Así que la madre solvente que trato de ser a duras penas accedió a la sesión no sin antes armarse con un buen plato de jamón y una cerveza. Cada vez que me levantaba a la cocina o al baño, mi hija detenía la película. Estaba claro que no me iba a perder ni un fotograma. Y más me valía llorar al final como una condenada o iba a decepcionarla profundamente.

Chico impulsivo y pobre se enamora de niña pija y arrogante en un enclave sureño de los EEUU. Un amor apasionado y desigual de verano que termina como casi todos. La separación violenta no impide que él escriba una carta diaria durante 365 días, que ella no responde porque la madre retiene las misivas antes de llegar a su destinataria. En otro escenario, una residencia de ancianos, un hombre lee a una mujer demente el libro que narra ese amor, la fiebre del estío bañada en besos, apretones y una primera vez torpe y desentrenada (esto sí me pareció verosímil y educativo. Que no piensen las chukis que el sexo es como lo pintan en la tele).

Peli mala, pero mala…

Yo me sorprendí analizando cual notaria minuciosa El Diario de Noa y me invadió la tristeza. No por lo que cuenta la película, sino por la amarga y lúcida sensación de pérdida de la ingenuidad. Por un instante quise creer en las malas historias de amor que acaban bien. Arrugarme como mi hija en el sofá, mordisqueando la uña de su pulgar derecho, como suele, y sentir que hay un verano eterno donde pasan esas cosas y te escriben cartas, lleguen o no lleguen.
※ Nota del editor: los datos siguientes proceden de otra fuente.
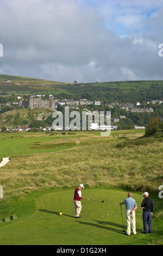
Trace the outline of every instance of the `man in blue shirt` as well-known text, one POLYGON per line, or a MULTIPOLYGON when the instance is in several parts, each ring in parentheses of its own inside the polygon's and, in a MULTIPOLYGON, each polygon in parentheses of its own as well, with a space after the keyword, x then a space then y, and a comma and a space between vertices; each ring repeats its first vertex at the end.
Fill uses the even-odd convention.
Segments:
POLYGON ((120 205, 126 204, 126 216, 127 221, 127 232, 125 235, 130 235, 131 233, 130 224, 133 234, 136 235, 136 221, 135 210, 137 208, 135 200, 132 198, 131 193, 128 193, 128 198, 124 199, 120 205))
Luego me acordé de una carta que recibí hace un par de días. Venía precintada y envuelta en plástico con una nota de Correos que advertía: “deteriorada”. La misiva había hecho un largo camino desde Palestina, estaba arrugada y medio abierta. La tinta de las letras, corrida y hubiera jurado que más por las lágrimas que por la lluvia o el manoseo tosco de un soldado. Era una carta real, alejada de fantasías y sin embargo prometedora. La que escribe un adulto que ha vivido y se explica la vida sin excesos adolescentes, pero vibrante y llena de embestidas. El comienzo, tal vez, de una amistad sin pájaros en la cabeza.
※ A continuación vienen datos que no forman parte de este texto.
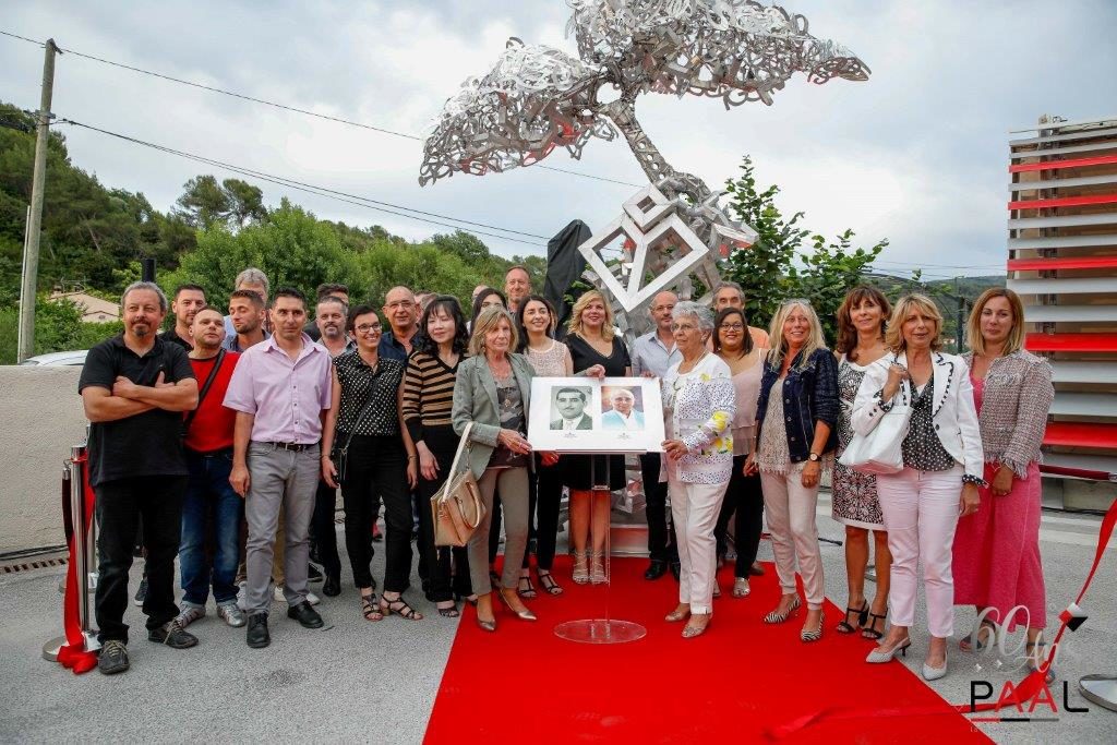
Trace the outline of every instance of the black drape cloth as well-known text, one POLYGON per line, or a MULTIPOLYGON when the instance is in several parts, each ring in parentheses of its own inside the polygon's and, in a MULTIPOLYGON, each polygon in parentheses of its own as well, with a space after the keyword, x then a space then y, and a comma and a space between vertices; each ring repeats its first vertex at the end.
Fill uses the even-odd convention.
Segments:
POLYGON ((570 286, 585 271, 585 259, 577 247, 593 235, 590 227, 581 220, 571 220, 570 225, 555 233, 547 241, 547 276, 543 285, 543 296, 555 307, 558 314, 556 336, 565 336, 566 322, 570 319, 571 305, 563 297, 570 286))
Me pareció que todo estaba bien. Mi hija con su Noa y yo con mi Montaigne. Que a los 18 hay que creerse que los amores de verano duran para siempre. Que un chico que se cuelga de una noria para seducir a una chica es lo más normal del mundo. Que alguien que trabaja en un aserradero y lee a Walt Whitman puede ser feliz con una niña rica que pinta cuadros infumables en pelotas para espantar el aburrimiento. Que no soy quién para adelantar a mi hija diez capítulos en el libro de la vida porque, como me advirtió hace poco cuando le expliqué que las discotecas eran lugares horribles, todo eso “está muy bien, mamá, pero deja que me pase a mí”.  Tan contundente y madura que me dejó sin habla.

Así que la noche acabó según el guión escrito por mi adolescente. Ella lloraba, su hermana también y yo lo mismo, pero por razones distintas. La mala película había cumplido su cometido. A mí sólo me quedaba buscar consuelo en Montaigne y darme cuenta de que una parte de mí, esa que escondo en el armario sepultada de trapos y zapatos de tacón,  sigue teniendo 17 años y subiéndose en la noria los veranos. Y eso mola.

Nota: Hacerme ya mismo con “Esplendor en la hierba” para que mi hija vea lo mismo pero de buena calidad.